In the context of buffer solutions, a weak base and its corresponding salt play vital roles. A weak base only partially ionizes in water, establishing an equilibrium between the base and its conjugate acid. For example, the weak base ammonia \(NH_3\) only partially ionizes to form \(NH_4^+\) and \(OH^-\). Meanwhile, its salt with a strong acid, such as ammonium chloride \(NH_4Cl\), fully dissociates into \(NH_4^+\) and \(Cl^-\) ions in water.

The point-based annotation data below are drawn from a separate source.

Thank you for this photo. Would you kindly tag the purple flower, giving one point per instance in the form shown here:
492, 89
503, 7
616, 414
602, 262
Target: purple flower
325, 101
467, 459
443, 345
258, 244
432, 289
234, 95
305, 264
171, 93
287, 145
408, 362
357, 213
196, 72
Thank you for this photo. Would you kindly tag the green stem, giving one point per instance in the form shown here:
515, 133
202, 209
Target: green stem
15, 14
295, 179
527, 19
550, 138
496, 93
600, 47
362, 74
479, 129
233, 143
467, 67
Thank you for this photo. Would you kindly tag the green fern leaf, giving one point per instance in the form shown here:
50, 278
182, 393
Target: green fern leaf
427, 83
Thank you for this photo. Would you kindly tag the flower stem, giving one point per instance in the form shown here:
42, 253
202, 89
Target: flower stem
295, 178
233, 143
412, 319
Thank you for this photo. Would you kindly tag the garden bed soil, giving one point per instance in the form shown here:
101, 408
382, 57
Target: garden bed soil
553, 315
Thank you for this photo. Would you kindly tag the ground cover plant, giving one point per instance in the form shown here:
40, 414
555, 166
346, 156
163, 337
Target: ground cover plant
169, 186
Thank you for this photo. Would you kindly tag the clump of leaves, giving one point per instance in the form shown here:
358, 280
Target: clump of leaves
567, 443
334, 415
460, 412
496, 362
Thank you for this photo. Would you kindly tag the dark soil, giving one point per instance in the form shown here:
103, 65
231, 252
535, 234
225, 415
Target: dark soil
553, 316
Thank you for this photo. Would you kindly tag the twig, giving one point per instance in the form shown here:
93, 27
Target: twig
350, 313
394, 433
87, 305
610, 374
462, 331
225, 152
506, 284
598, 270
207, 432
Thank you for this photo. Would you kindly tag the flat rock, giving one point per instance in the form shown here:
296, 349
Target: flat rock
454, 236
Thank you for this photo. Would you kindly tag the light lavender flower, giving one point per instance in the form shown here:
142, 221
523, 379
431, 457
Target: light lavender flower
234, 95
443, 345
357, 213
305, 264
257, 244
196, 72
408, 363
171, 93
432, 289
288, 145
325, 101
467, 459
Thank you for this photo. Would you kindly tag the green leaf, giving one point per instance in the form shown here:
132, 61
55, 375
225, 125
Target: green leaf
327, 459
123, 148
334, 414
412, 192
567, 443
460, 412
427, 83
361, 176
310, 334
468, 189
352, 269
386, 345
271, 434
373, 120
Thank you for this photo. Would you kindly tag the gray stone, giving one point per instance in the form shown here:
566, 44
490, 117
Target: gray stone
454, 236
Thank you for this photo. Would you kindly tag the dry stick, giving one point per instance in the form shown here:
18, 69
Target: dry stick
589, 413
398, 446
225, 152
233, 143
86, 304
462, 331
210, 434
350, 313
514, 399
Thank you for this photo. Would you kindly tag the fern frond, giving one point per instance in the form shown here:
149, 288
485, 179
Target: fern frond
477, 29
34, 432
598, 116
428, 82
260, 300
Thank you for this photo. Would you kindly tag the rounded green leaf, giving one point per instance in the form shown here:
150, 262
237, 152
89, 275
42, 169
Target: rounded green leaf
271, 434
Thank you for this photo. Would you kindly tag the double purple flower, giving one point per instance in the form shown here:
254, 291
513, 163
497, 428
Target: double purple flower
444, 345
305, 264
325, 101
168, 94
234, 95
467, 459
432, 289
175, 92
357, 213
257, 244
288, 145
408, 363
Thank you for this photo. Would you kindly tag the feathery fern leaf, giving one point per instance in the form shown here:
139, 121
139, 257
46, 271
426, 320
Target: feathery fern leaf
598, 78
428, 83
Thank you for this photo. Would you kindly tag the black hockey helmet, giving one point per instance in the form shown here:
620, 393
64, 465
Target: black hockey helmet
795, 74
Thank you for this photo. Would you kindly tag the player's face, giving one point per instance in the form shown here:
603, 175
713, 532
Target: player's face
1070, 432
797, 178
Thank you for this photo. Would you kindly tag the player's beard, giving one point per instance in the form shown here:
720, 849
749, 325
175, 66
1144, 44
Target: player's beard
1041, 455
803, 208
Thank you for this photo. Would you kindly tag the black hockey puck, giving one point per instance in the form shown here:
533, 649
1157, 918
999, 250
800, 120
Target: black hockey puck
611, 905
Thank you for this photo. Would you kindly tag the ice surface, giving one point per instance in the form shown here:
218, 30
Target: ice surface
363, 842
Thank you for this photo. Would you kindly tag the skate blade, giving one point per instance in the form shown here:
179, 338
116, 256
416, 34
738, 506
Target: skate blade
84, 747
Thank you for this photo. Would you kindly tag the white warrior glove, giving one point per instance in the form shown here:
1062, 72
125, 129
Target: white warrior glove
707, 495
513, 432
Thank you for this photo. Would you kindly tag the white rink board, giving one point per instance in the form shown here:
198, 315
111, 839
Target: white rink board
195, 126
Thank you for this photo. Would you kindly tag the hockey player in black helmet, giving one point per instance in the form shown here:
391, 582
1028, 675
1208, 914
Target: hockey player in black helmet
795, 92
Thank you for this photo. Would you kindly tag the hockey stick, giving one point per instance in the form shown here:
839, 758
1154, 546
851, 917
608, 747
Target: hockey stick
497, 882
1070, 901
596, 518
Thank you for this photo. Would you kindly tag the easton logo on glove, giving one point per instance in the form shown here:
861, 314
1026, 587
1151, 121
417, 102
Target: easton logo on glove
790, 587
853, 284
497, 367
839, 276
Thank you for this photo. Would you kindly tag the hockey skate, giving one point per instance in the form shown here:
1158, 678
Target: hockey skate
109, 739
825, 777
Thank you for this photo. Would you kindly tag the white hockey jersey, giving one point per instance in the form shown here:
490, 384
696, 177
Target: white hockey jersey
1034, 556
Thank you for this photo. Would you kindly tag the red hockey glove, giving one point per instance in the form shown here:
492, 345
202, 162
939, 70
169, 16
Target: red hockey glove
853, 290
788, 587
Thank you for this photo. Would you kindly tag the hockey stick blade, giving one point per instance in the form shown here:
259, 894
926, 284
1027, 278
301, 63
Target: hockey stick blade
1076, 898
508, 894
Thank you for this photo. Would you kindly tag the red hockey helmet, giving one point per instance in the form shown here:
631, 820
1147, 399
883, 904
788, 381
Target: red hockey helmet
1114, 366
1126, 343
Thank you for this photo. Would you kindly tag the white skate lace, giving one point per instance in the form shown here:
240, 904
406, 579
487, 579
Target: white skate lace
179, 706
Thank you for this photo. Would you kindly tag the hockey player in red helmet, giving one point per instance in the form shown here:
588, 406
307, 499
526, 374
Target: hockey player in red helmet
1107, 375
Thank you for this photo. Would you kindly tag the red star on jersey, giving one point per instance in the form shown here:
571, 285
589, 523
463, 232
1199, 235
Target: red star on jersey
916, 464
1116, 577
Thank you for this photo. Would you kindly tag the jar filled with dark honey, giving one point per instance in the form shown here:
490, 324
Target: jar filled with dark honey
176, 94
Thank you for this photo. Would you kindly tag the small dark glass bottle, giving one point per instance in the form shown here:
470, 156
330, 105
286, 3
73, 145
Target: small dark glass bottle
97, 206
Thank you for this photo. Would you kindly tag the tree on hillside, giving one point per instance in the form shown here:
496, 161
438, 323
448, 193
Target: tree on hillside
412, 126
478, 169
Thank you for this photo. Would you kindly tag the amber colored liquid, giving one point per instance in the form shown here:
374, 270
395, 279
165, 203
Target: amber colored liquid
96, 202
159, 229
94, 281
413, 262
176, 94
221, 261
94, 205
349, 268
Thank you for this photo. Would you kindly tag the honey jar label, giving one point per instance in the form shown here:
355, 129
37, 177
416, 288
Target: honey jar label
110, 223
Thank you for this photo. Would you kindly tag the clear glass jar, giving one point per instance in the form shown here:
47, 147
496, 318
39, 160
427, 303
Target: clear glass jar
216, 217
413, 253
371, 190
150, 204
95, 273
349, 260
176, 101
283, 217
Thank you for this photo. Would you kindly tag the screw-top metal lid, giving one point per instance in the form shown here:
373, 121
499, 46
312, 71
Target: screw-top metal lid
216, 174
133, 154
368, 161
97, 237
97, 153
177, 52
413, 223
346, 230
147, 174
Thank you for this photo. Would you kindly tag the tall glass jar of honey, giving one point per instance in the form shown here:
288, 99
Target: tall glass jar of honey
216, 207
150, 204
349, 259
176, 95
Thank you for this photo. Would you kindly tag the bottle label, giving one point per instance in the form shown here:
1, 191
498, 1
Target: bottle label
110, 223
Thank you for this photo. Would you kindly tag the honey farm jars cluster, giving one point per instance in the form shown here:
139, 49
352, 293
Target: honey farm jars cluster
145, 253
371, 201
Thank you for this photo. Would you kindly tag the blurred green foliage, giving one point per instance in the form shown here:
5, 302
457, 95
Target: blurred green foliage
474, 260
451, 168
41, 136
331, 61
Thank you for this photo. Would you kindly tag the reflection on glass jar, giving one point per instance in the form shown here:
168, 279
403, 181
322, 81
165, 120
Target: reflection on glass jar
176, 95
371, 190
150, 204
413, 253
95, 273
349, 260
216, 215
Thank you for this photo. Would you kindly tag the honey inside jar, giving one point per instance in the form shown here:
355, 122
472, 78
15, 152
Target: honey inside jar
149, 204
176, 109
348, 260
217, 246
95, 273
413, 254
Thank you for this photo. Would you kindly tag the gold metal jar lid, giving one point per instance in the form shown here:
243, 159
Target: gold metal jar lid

This combination helps form a buffer solution that resists pH changes. When an acid is added to the buffer, the weak base neutralizes the added \(H^+\) ions, while if a base is added, the salt's conjugate acid neutralizes the added \(OH^-\) ions. This delicate balance allows the buffer solution to maintain a relatively constant pH.

pH Maintenance

Buffers are crucial for maintaining stable pH levels in various systems. The pH refers to the measure of acidity or basicity in a solution, calculated as the negative logarithm of the hydrogen ion concentration. Buffer solutions work by neutralizing added acids or bases to prevent drastic changes in pH. For instance, in the given exercise, a buffer composed of a weak base and its salt with a strong acid can neutralize added hydronium ions \(H_3O^+\) through the reaction:
\mathrm{B} + \mathrm{H}_3\mathrm{O}^+ \rightarrow \mathrm{BH}^+ + \mathrm{H}_2\mathrm{O}\
This reaction shifts the equilibrium to stabilize the pH, protecting the system from significant pH fluctuations.